Curitiba – Um levantamento realizado pelo TCE-PR (Tribunal de Contas do Estado do Paraná), concluiu que em 2020, 84% das prefeituras do Estado descumpriram legislações que regem a administração pública em ano eleitoral e realizaram gastos irregulares e indevidos. Além das 336 (84%) das 399 prefeituras do Estado, o TCE apontou que 58 Câmaras de Vereadores do Paraná também não observaram as legislações e tiveram gastos irregulares.

O levantamento foi realizado com base na análise das prestações de contas anuais das prefeituras, as PCAs, relativas ao exercício de 2020. Segundo o auditor do TCE, Joslei Gequelin, autor do levantamento, as três irregularidades mais recorrentes foram àquelas ligadas à proibição de gastos no período eleitoral.

A legislação eleitoral impõe certas restrições aos gestores em ano eleitoral, buscando promover a igualdade de condições entre os candidatos que disputam o pleito, evitando que aqueles que já ocupam cargos utilizem a máquina pública em seu benefício, principalmente em publicidade. A legislação também busca evitar a realização de dívidas que prejudiquem os sucessores e comprometam a prestação de serviços públicos.

 

Irregularidades

A irregularidade mais comum apontada no levantamento foi a realização de despesas nos dois últimos quadrimestres do mandato com parcelas a serem pagas no ano seguinte, porém, sem a suficiente disponibilidade de caixa. Essa situação afronta a Lei de Responsabilidade Fiscal. Essa situação foi verificada em 273 municípios em 2020 – 81% das 336 contas com apontamentos de irregularidade na análise técnica.

A segunda restrição mais comum verificada pelos auditores foram as despesas ilegais com publicidade nos três meses que antecederam as eleições municipais de 2020. A prática ocorreu em 113 municípios, o que corresponde a quase 34% das contas com análise técnica inicial pela desaprovação.

A terceira restrição mais comum também se refere a publicidade indevida em ano eleitoral. Em 81 prefeituras (24% do total de municípios com impropriedades), os gastos realizados até 15 de agosto de 2020 superaram a média do primeiro e do segundo quadrimestres dos três anos anteriores do mandato (2017, 2018 e 2019).

Além disso, vale ressaltar que 2020 foi o primeiro ano da pandemia da Covid-19, na qual as prefeituras foram orientadas pelos órgãos de controle a maneirar os gastos com a máquina pública, da mesma forma que outros gastos, inesperados, tiveram que ser realizado, o que não justifica a ocorrência de irregularidades.

 

E agora?

O TCE concederá oportunidade de defesa a todos os gestores que tiveram restrições à aprovação de suas contas apontadas na instrução técnica. Após o contraditório e a ampla defesa, e a emissão de parecer pelo Ministério Público de Contas, os processos serão votados pelos membros de uma das duas câmaras de julgamento do Tribunal. Em relação a prefeitos, o TCE emite Parecer Prévio – pela regularidade, regularidade com ressalvas ou irregularidade das contas.

Após o trânsito em julgado do processo, o parecer é encaminhado à respectiva câmara municipal que irá julgar as contas do chefe do Poder Executivo local.

 

Quais as Prefeituras?

Apesar do levantamento do TCE apontar que as irregularidades foram encontradas em 336 prefeituras do Paraná, o TCE disse que não irá divulgar a lista das prefeituras e câmaras de vereadores que apresentaram esses problemas nas prestações de contas, visto que o levantamento foi feito com base na primeira análise das Prestações de Contas.

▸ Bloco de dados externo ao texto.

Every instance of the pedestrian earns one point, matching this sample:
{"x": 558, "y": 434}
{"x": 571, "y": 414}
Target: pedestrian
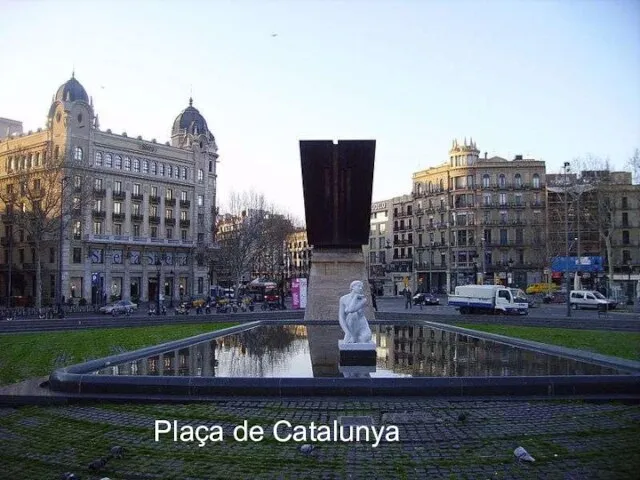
{"x": 407, "y": 298}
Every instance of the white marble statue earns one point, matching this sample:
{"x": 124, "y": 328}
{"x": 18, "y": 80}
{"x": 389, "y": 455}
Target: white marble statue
{"x": 351, "y": 315}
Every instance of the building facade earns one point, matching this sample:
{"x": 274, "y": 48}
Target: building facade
{"x": 143, "y": 233}
{"x": 478, "y": 219}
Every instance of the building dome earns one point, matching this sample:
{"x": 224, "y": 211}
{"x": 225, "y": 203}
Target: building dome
{"x": 190, "y": 121}
{"x": 72, "y": 91}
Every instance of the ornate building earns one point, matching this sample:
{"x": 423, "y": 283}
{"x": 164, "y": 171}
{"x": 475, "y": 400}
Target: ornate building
{"x": 473, "y": 216}
{"x": 150, "y": 214}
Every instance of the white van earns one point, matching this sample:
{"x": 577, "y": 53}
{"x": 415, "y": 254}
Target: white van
{"x": 590, "y": 299}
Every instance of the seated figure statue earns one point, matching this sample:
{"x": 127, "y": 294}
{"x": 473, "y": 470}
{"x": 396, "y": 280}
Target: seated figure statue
{"x": 351, "y": 315}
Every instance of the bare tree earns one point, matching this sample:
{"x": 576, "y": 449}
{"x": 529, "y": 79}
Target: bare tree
{"x": 252, "y": 233}
{"x": 634, "y": 164}
{"x": 36, "y": 199}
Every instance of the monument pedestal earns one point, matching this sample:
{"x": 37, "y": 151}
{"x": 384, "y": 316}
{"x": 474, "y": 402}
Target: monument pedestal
{"x": 357, "y": 354}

Agora, os responsáveis por essas contas poderão apresentar defesa, inclusive apresentando documentos que comprovem a regularidade de seus atos.

 

Câmaras Vereadores

Os gastos irregulares com publicidade em ano eleitoral não se restringiram a prefeituras em 2020. Também foram verificados em câmaras municipais paranaenses. No Poder Legislativo, no entanto, o percentual de Prestações de Contas com irregularidades foi menor: 58 das 399 câmaras, o que representa aproximadamente 15% do total.

Nesse contingente, o Tribunal apontou gasto em publicidade superior à média dos três anos anteriores em 17 câmaras; e publicidade ilegal nos três meses anteriores ao pleito em nove. Essas foram, respectivamente, a segunda e a terceira principais restrições. A primeira foi a ocorrência de déficit ou superávit em recursos de fontes livres, comprovada em 28 câmaras.